Day Five: Draft-a-Day

77 deg ~ if yesterday was gray, today is positively black, storms throughout the night, rain coming down in sheets though not perpetually, windows still specked with water

I knew this 14 day write-a-thon would be a challenge, and it is living up to my expectations.  Perhaps, my pace is more the once-a-week drafter, and that will be okay, but I'm determined to see the 14 days through.  Today, I began by reading over the drafts in my "In Progress" folder.  There are a few from April and May, and then the three I'd already completed in this brave new attempt to write a draft a day.  I'm proud of these drafts and feel that they all may well survive.  Today's results, not so much. 

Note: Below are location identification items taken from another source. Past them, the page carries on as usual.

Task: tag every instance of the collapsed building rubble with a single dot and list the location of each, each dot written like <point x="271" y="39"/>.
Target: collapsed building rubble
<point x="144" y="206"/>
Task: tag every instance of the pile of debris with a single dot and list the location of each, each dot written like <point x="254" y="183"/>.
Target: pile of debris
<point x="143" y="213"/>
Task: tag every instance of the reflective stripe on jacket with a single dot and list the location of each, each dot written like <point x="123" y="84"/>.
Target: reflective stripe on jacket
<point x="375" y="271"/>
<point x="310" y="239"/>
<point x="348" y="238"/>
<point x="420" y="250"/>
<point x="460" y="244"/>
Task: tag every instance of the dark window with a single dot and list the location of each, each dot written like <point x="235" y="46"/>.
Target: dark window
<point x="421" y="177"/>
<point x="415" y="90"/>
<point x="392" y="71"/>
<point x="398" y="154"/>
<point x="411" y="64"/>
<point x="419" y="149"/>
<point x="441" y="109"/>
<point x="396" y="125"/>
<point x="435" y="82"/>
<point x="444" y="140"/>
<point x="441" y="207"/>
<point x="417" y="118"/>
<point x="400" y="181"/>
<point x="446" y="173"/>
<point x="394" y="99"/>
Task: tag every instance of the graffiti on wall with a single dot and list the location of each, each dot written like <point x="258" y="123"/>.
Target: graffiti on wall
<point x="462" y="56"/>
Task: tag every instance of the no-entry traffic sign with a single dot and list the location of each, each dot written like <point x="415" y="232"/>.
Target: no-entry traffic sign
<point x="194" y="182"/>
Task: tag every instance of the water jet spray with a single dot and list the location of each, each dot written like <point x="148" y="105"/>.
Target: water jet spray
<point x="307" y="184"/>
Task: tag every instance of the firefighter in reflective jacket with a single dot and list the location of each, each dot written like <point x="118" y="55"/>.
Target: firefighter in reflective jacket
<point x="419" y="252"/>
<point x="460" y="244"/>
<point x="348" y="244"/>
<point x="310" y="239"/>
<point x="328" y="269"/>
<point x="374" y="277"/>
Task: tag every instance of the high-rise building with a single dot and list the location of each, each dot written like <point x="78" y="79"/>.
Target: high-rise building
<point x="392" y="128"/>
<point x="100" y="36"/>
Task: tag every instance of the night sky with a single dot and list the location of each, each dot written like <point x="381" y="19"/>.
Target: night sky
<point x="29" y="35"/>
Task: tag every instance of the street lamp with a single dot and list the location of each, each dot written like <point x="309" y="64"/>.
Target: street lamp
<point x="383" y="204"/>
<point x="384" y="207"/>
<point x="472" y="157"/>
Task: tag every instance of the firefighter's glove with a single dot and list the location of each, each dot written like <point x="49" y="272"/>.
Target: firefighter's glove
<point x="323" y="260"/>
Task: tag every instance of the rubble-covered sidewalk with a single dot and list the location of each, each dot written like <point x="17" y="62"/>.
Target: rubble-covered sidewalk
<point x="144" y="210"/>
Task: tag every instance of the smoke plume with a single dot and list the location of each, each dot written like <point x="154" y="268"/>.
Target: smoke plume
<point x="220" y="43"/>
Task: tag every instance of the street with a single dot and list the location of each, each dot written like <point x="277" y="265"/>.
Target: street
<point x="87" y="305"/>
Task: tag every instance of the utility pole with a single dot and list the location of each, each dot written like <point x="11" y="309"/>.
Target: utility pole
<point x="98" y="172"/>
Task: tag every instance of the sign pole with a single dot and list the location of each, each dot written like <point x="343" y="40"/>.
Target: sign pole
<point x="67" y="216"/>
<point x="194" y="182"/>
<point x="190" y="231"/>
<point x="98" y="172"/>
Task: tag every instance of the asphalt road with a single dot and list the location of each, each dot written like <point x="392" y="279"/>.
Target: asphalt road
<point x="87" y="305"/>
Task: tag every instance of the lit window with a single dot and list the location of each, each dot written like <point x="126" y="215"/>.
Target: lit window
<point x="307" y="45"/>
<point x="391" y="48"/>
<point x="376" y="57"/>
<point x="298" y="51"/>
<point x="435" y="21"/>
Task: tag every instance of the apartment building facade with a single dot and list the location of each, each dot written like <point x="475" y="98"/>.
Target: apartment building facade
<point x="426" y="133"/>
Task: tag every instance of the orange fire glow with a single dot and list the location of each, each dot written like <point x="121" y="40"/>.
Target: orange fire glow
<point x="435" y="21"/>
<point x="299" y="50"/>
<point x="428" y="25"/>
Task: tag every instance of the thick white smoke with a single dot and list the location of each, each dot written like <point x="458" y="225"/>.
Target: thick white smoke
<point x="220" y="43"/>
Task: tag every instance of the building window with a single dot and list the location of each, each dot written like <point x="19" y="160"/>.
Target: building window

Without an immediate spark, I decided to try another launching platform today.  In this one, I copy out sentences from some work of prose and then replace each noun, verb, adjective, and adverb with either words of my own or words I've gathered from various other sources.  This is a bit like a Mad Lib.  Once it's been filled it, I redraft the poem into lines and allow variances to emerge from the original sentences.  This has been highly successful for me in the past.  Today, given that the Bruce Metcalf catalogue was right at my elbow, I turned to one of the prose pieces about his work and picked a few sentences for my framework.  Then, I decided I would copy out all the major words from his titles and use those as my word bank, along with any words I brought to the table on my own.  After ten minutes of trying to force the puzzle to take shape, I knew the process wasn't going to work today.  However, I did come up with these two lines on my own during the process:  "No longer queen -- / a body betrayed."  I flipped to a clean page in my journal and wrote:  "Detained in a braided cotton cage / No longer queen -- a body betrayed."  There, that felt right.  There was an energy in the lines that I felt would go somewhere, so I started drafting.  After three more couplets (my favorite drafting form, often revised out), I saw that all three couplets ended on slantish rhymes  "cage / betrayed," "wound / bruise," and "fever / fervor" so I thought aha, almost heroic couplets...just missing the iambic pentameter.  So I started fiddling in that direction, and alas, Dear Faithful Reader, somewhere along the way, the wheels came off that wagon.  (Oh, I'm just full of cliches today!)

Still, I have something typed up and printed out to put in the folder, and I can say without hesitation that I'm 4 of 5 in my drafting challenge.  This one may be the weakest of all, but that doesn't mean there isn't something there I can return to in due course.  That's one of the wonders of being a writer.  The material is malleable. 

Thanks for taking this journey with me, Dear Readers.  Knowing you are out there keeps me honest and motivated!